You can ask for back pay, which includes the wages and benefits you lost as a result of being wrongfully fired.
Reinstatement or front pay may also be available, which means you can ask the court to give you back your job or award you the wages you will lose going forward until you find a new job.
Intriguing read: Job Fire
You may also be entitled to out-of-pocket losses, such as expenses related to searching for a new job.
In some cases, you might be able to collect punitive damages, intended to punish your employer for particularly egregious misconduct.
You might also be eligible for a fee or bounty for protecting the public from wrongdoing, depending on the statute or court.
Here are some examples of damages you might be able to collect:
- Back pay: wages and benefits you lost as a result of being wrongfully fired
- Reinstatement or front pay: you can ask the court to give you back your job or, if that's not feasible, to award you the wages you will lose going forward until you find a new job
- Out-of-pocket losses: any expenses you had to pay as a result of being fired, such as the cost of searching for a new job
- Attorneys' fees and court costs.
Your lawyer can explain how much you might expect to win in your case.
After Being Fired
If you were fired for whistleblowing, it's essential to document everything related to your complaint and termination. Keep copies of emails, reports, HR complaints, and any communication showing that you engaged in whistleblowing.
You may be eligible to recover lost wages, reinstatement, and damages for emotional distress by filing a wrongful termination lawsuit. However, whistleblower cases can be complex, so it's recommended to talk to an experienced employment attorney to help you navigate the situation.
Explore further: Whistleblowing Policy
After termination, you should know your rights under Massachusetts law, which protects whistleblowers.
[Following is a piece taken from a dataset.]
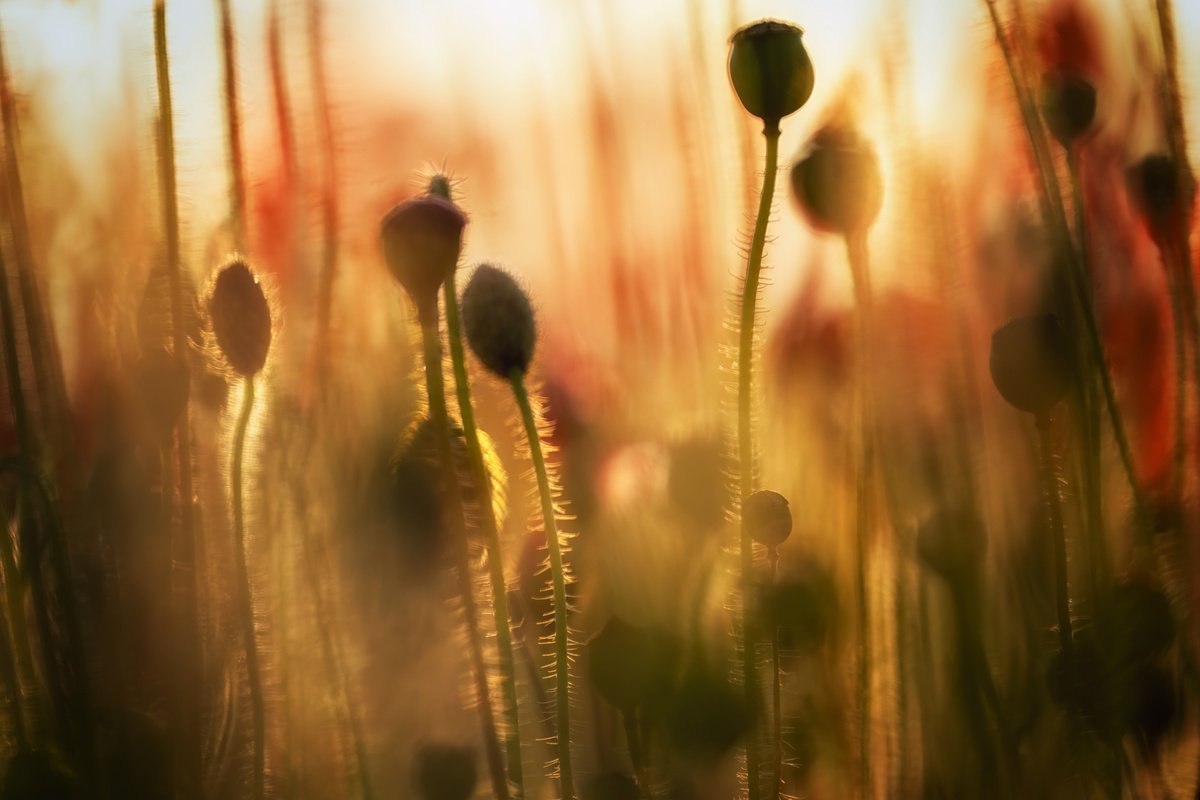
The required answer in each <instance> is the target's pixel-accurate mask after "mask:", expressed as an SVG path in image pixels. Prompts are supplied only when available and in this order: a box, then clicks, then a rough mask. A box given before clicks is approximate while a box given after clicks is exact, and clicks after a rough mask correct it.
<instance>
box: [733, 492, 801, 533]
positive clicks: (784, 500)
mask: <svg viewBox="0 0 1200 800" xmlns="http://www.w3.org/2000/svg"><path fill="white" fill-rule="evenodd" d="M742 529H743V530H745V531H748V533H749V534H750V537H751V539H754V540H755V541H756V542H758V543H760V545H766V546H767V547H779V546H780V545H782V543H784V542H786V541H787V537H788V536H790V535H791V533H792V510H791V509H788V507H787V498H785V497H784V495H782V494H780V493H779V492H772V491H769V489H762V491H760V492H755V493H754V494H751V495H750V497H748V498H746V501H745V503H744V504H743V506H742Z"/></svg>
In Massachusetts, employers can be held accountable for retaliating against employees who report unlawful or unethical behaviors.
To prove retaliation for whistleblowing, you'll need to show that you engaged in protected activity, your employer took adverse action against you, and there's a direct connection between your whistleblowing and your termination.
Here are some common forms of employer retaliation:
- Demotion or reassignment to a less desirable position
- Cuts to pay or benefits
- Harassment or threats
- Poor performance evaluations
- Sabotage or work interference
- Termination
If you were fired shortly after filing a complaint or reporting misconduct, it may strengthen the argument that your termination was retaliatory. Additionally, any emails, text messages, or witness testimony showing that your employer was unhappy with your complaint can support your case.